I think this will go down as the worst military/political clusterfuck in our history.

Are we doing any good?
Well, I suspect some folks are pleased with the results.

I don’t know what you mean by that. Halliburton stock is down a bit from its high. And while it is up over a long time period, that is true for many stocks, given the overall good economy.

You could have put the same money in stodgy old United States Steel and come out a few bucks ahead.

Whether we should stay or go aside, I hope no one thinks that when we do go, it’s all going to be kittens and rainbows for the Iraqis. There’ll be a genocidal bloodbath of previously undreamed of proportions. How bad it will be compared to now depends on whose word you take for current Iraqi casualties, but it’ll be pretty damn bad. The only hope will be some other power, like Iran, imposing some stability.
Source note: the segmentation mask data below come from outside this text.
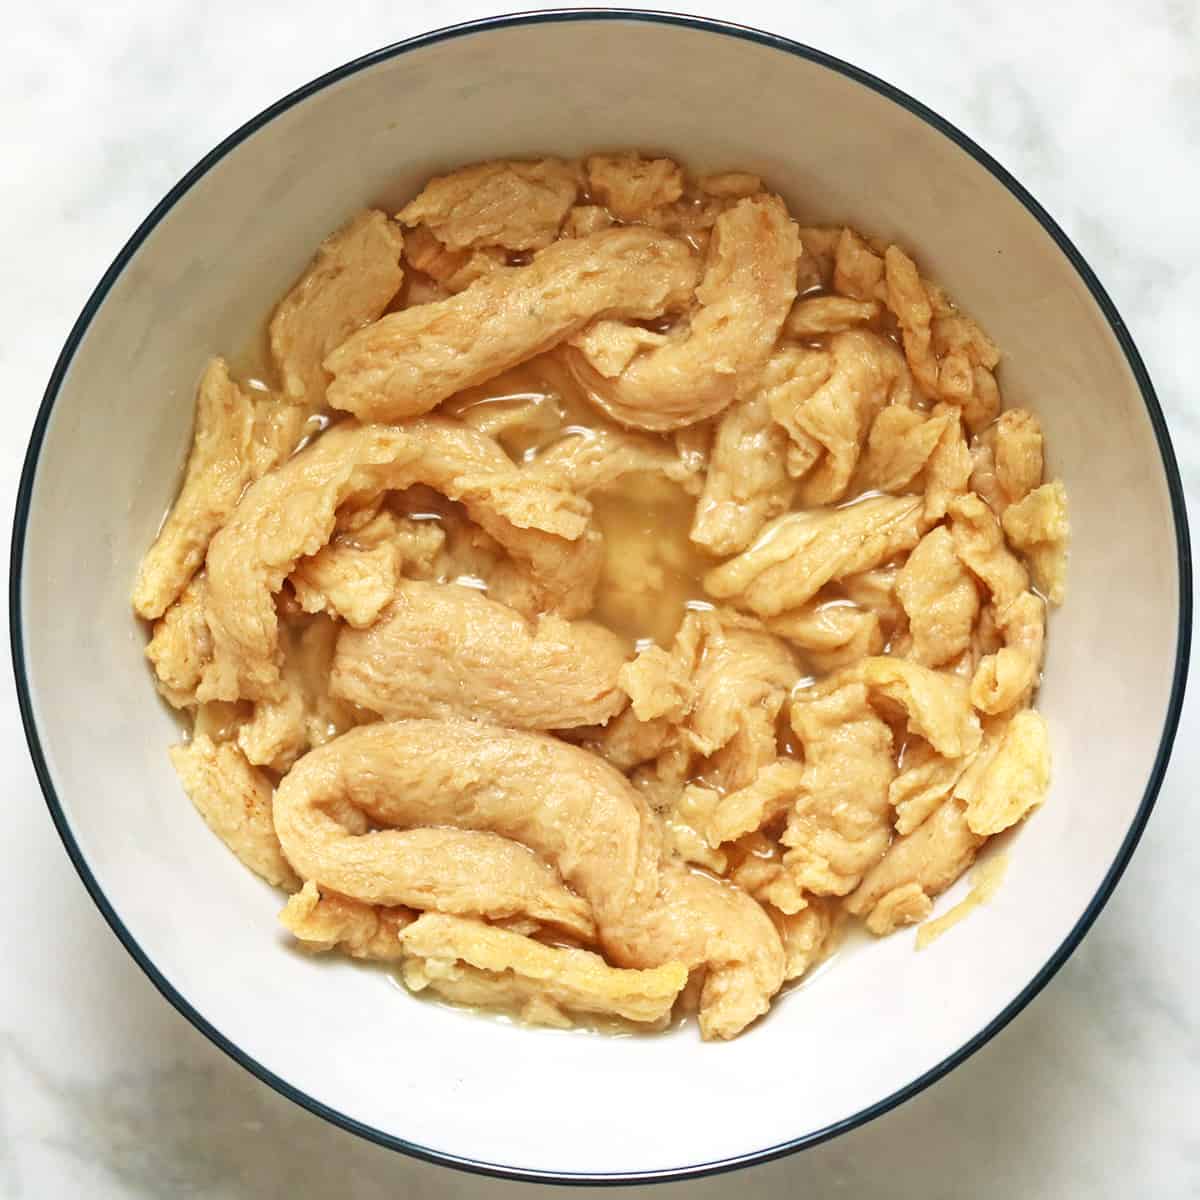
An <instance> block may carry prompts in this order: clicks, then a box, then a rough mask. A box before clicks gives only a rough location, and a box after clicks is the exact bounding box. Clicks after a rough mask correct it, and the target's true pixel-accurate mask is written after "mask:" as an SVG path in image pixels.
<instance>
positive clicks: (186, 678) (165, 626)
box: [145, 571, 212, 708]
mask: <svg viewBox="0 0 1200 1200" xmlns="http://www.w3.org/2000/svg"><path fill="white" fill-rule="evenodd" d="M206 594H208V581H206V578H205V575H204V572H203V571H200V572H199V574H198V575H196V576H193V577H192V581H191V583H188V584H187V587H186V588H184V593H182V595H181V596H180V598H179V599H178V600H176V601H175V602H174V604H173V605H172V606H170V607H169V608H168V610H167V611H166V613H163V616H162V617H161V618H160V619H158V620H156V622H155V625H154V632H152V634H151V636H150V641H149V642H148V643H146V649H145V655H146V658H148V659H149V660H150V662H151V664H152V665H154V670H155V683H156V685H157V688H158V691H160V692H161V694H162V696H163V698H164V700H166V701H167V702H168V703H169V704H170V706H172V707H174V708H192V707H194V706H196V704H197V703H198V700H197V696H196V691H197V689H198V688H199V685H200V680H202V679H203V677H204V671H205V668H206V667H208V665H209V664H210V662H211V661H212V635H211V634H210V632H209V623H208V619H206V618H205V614H204V610H205V595H206Z"/></svg>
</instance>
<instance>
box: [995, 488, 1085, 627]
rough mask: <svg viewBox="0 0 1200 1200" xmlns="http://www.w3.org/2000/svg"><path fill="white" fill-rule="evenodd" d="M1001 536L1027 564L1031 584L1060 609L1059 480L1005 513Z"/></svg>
mask: <svg viewBox="0 0 1200 1200" xmlns="http://www.w3.org/2000/svg"><path fill="white" fill-rule="evenodd" d="M1003 527H1004V533H1006V534H1008V540H1009V541H1010V542H1012V544H1013V545H1014V546H1016V548H1018V550H1021V551H1024V552H1025V554H1026V557H1027V558H1028V560H1030V569H1031V571H1032V574H1033V582H1034V584H1036V586H1037V588H1038V590H1039V592H1040V593H1042V594H1043V595H1044V596H1045V598H1046V599H1048V600H1049V601H1050V604H1054V605H1060V604H1062V602H1063V600H1064V599H1066V596H1067V542H1068V540H1069V538H1070V521H1069V518H1068V516H1067V490H1066V487H1063V485H1062V480H1061V479H1055V480H1051V482H1049V484H1043V485H1042V486H1040V487H1037V488H1034V490H1033V491H1032V492H1030V493H1028V494H1027V496H1026V497H1025V498H1024V499H1021V500H1018V502H1016V503H1015V504H1013V505H1012V506H1009V508H1008V509H1006V510H1004V516H1003Z"/></svg>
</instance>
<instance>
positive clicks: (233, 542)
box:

Too simple. It is not only stock market price but huge profits and an aggrandizing of political power.

Truly? You don’t?

Do you believe that there are not a number of entities who are profiting handsomely as a direct result of our actions following our invasion of Iraq?

That’s odd. I’d always heard about a million and a half Vietnamese. This link agrees:

“U.S. casualties in Vietnam during the era of direct U.S. involvement (1961–72) were more than 50,000 dead; South Vietnamese dead were estimated at more than 400,000, and Viet Cong and North Vietnamese at over 900,000.”

Certainly not. Those companies would generally have profited handsomely anyway, given that they had long standing supply and contract relationships with the American military.

If Halliburton was such an evil and horrible company to do business with, I wonder why the Clinton administration would grant them so many contracts over the course of eight years. Not to mention the contracts they got in the Vietnam War.

It is no secret that there are companies that profit by selling things, including arms, to the military. By and large this is honorable and necessary work, and it would need to be performed whether we go to war or not.

(As a full disclaimer, I have worked for companies of this type for nine years. Before this I was active-duty military for five.)